However, despite the huge player base, competitive nature of the games, and the establishment of real-money tournaments, sports games have struggled to make their way onto the eSports scene. Given the colossal size of EA Sports, who make around $1 billion per year from in-game purchases on FIFA alone each year, one would assume that they’d seek the opportunities made by the budding eSports industry.

The total revenues of eSports recorded in 2017 were estimated to hit $620 million, seeing a rise of 43.7 percent from 2016 and expected to hit $1.6 in 2022, per Strategy Business. EA Sports have tried to wriggle in on the industry with real-money prizes for much-hyped online tournaments but have failed to gain legitimacy within eSports and much of its own fan base vying for the eSports experience.
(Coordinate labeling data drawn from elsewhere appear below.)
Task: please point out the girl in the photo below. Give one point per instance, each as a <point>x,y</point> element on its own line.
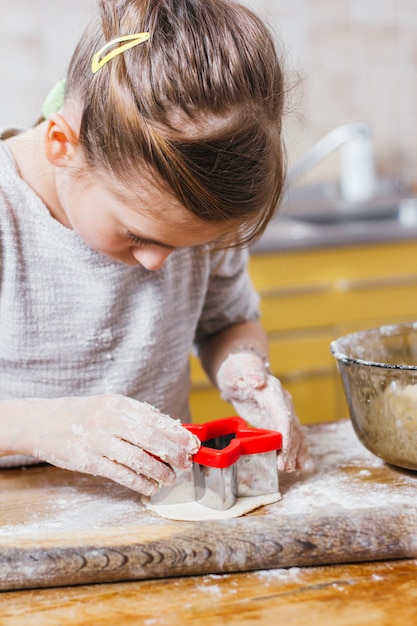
<point>124,220</point>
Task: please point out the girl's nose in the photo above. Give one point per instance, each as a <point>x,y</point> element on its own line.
<point>151,257</point>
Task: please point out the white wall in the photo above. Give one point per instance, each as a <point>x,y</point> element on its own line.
<point>356,60</point>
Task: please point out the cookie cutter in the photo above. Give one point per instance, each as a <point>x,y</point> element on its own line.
<point>233,461</point>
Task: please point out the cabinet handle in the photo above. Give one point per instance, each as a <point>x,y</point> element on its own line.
<point>341,285</point>
<point>404,280</point>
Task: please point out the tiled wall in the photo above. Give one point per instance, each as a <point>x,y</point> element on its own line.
<point>350,60</point>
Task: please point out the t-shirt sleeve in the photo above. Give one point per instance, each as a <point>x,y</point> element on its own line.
<point>231,297</point>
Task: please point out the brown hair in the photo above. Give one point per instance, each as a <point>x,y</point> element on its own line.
<point>199,106</point>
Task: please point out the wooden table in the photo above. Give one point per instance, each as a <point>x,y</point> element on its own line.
<point>375,594</point>
<point>340,549</point>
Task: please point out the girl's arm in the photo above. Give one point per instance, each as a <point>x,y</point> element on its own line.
<point>111,435</point>
<point>236,361</point>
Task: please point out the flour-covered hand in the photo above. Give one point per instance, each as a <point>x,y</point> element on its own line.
<point>111,435</point>
<point>261,400</point>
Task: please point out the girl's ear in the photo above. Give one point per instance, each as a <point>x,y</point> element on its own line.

There are fundamental flaws with the way that EA Sports has attempted to develop an eSport, but there may be hope for change following the successful launch of a different sports game developer creating a sports-based eSport-worthy tournament.

Pushing Ultimate Team

In the FIFA, NHL, and Madden games, Ultimate Team is the most popular online game mode by a very long way. Players love playing games, opening packs with in-game and real money in the hopes of getting a big player in return, and then building a team. People who play the likes of FIFA tend to be fans of the sport itself, and so they want to have the very best players in the world on their team. Take Cristiano Ronaldo, for example; as the cover star of FIFA 19 and the player with enough talent to make Juventus legitimate contenders for the Champions League at +550 with MoPlay, he boasts tremendous value in the game, leading to people opening hundreds of packs in pursuit of the world-beating star.

It makes sense that with its popularity and ability to generate cash, that EA would push Ultimate Team as its venture into online competitive play. But, because the game mode is play-to-win and the player only controls one character at a time, Ultimate Team has failed to stick with the eSports community. A third-party group, FVPA, do organize 11 vs. 11 games of Pro clubs for FIFA players seeking the authentic eSports experience but don’t get backing from the developer. When asked about the lack of support by Sport Techie, co-founder of FVPA Jean-Baptiste Pennes said that EA is late to eSports and are doing it the wrong way.

A sports-based eSport can be done

NBA 2K, developed by 2K Games, has successfully launched a tournament which allows the game to be recognized as a legitimate eSport. The inaugural NBA 2K League was launched in May 2018, featuring 5 vs. 5 gameplay in which artificial intelligence isn’t used, and players compete as their own unique characters (not real-life basketball players like LeBron James), leading to competitive matches purely determined by the skill of the players and their ability to play as a team.

EA Sports has the game mode, Pro Clubs, to make it onto the eSports scene and deliver legitimate eSports tournaments – the likes of which could grow to rival the industry’s current leaders. But, while Ultimate Team is still a huge money generator and legal across the world, EA will continue to push it as their venture into competitive online gaming.